The appellant was charged with trespass on a construction site and criminal mischief. Both offenses were alleged to have occurred on July 23, 1986. At the appellant’s adjudicatory hearing, an employee of Kearney Development Corporation testified that when he arrived for work at the company’s construction site on the morning of July 24, 1986, he found that the company’s hydraulic pump had been torn apart. The employee, however, did not see who had damaged the pump. A fourteen year old friend and neighbor of the appellant testified that around five o’clock on a day in late July the appellant and his codefendant came to the witness’s house saying they had “messed up” some machinery which was being used to pump water out of some springs. This witness testified that the appellant and his codefendant had grease on their hands and shirts. He, however, could not remember the exact date on which they had come to his house. Although the teenage witness testified that there was a construction site near his neighborhood, he never testified that the machinery appellant claimed to have dam*348aged was located at any particular construction site, and no other evidence was submitted which placed the appellant at the scene of the crime. The appellant’s employer testified that the time cards he kept on all employees indicated that on the day the crime was alleged to have been committed, the appellant reported for work at 7:30 a.m. and that he drove the appellant home no earlier than 6:00 p.m. that evening. The two job sites on which the appellant worked that day were ten and twenty-five miles from the site where the pump was damaged. The court adjudicated the appellant guilty, and he timely filed notice of appeal.

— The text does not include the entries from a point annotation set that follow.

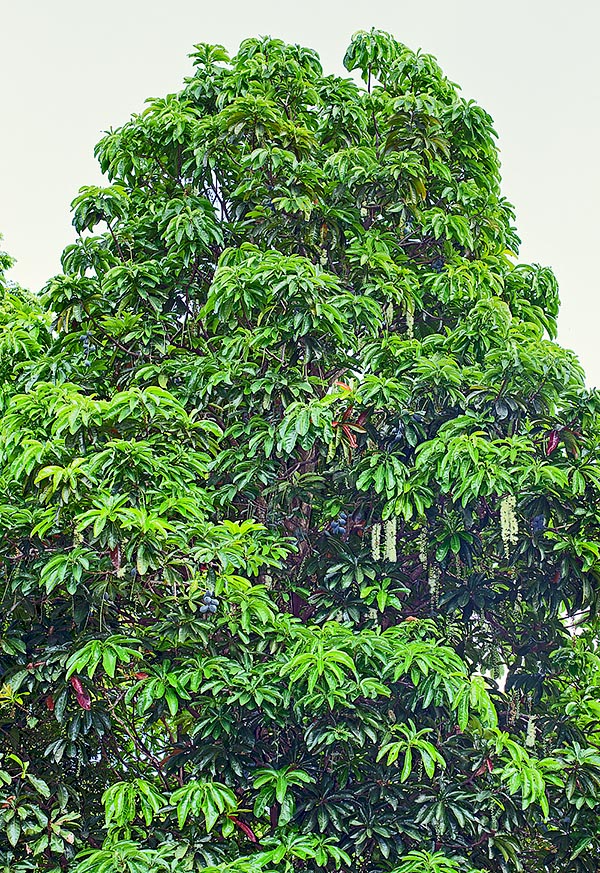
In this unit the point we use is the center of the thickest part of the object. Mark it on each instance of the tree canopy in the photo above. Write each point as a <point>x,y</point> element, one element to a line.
<point>299,500</point>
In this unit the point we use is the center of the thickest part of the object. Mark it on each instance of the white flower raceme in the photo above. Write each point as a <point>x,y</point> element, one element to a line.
<point>422,543</point>
<point>433,580</point>
<point>509,525</point>
<point>376,541</point>
<point>391,528</point>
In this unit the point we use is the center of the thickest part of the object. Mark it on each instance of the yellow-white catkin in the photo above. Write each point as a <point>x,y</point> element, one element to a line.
<point>433,579</point>
<point>376,541</point>
<point>509,525</point>
<point>422,543</point>
<point>531,732</point>
<point>391,529</point>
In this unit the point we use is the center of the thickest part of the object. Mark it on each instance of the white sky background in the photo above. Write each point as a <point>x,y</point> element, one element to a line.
<point>70,69</point>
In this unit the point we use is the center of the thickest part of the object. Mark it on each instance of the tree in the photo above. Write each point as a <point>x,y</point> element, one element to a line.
<point>300,500</point>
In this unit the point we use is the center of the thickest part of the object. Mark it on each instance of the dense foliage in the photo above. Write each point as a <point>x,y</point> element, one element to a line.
<point>299,500</point>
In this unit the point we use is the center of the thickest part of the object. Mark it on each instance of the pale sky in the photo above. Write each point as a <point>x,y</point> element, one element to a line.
<point>69,69</point>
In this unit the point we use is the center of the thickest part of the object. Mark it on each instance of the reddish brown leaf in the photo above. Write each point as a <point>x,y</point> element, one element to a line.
<point>83,698</point>
<point>552,442</point>
<point>246,829</point>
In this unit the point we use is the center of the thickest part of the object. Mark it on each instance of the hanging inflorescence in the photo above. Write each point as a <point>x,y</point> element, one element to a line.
<point>422,543</point>
<point>433,580</point>
<point>509,525</point>
<point>383,548</point>
<point>531,732</point>
<point>389,548</point>
<point>376,541</point>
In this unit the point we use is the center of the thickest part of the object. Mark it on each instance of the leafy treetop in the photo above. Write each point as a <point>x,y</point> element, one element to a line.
<point>299,498</point>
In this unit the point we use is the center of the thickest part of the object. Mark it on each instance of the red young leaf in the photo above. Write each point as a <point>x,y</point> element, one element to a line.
<point>553,441</point>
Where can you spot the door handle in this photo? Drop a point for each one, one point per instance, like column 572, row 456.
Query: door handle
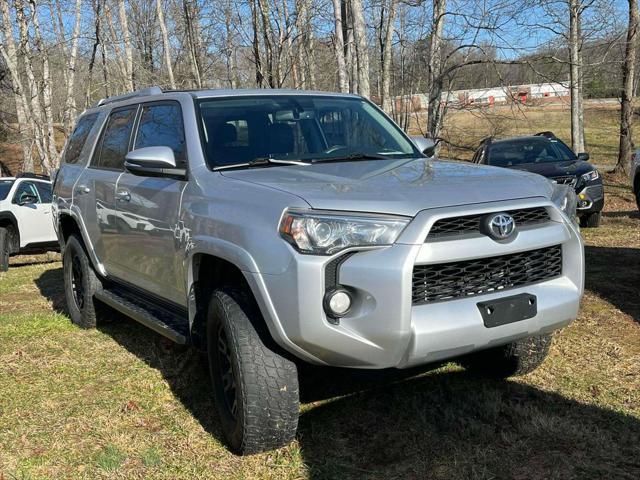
column 123, row 196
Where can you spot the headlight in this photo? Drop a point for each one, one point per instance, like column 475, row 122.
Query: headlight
column 565, row 198
column 589, row 176
column 327, row 233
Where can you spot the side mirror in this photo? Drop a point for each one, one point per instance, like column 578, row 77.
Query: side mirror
column 425, row 145
column 153, row 162
column 27, row 199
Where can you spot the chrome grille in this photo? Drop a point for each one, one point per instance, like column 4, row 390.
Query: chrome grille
column 448, row 281
column 469, row 224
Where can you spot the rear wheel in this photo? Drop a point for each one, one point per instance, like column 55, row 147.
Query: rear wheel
column 511, row 360
column 5, row 245
column 591, row 220
column 80, row 283
column 256, row 389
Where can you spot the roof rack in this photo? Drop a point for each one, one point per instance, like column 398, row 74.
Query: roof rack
column 32, row 175
column 126, row 96
column 546, row 134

A conviction which, as here, is based solely upon circumstantial evidence cannot be sustained unless every reasonable hypothesis of innocence is excluded. Bailey v. State, 442 So.2d 385 (Fla. 2d DCA 1983). It is not enough that the facts may create a strong probability of guilt. Owen v. State, 432 So.2d 579 (Fla. 2d DCA 1983). Here, there is at least a reasonable hypothesis that the damage appellant claimed to have done was done at some other location and on some other day than that of the crimes charged. We, accordingly, must reverse the trial court’s order adjudicating the appellant guilty of committing a delinquent act.
Reversed.
SCHEB, A.C.J., and SCHOONOVER and LEHAN, JJ., concur.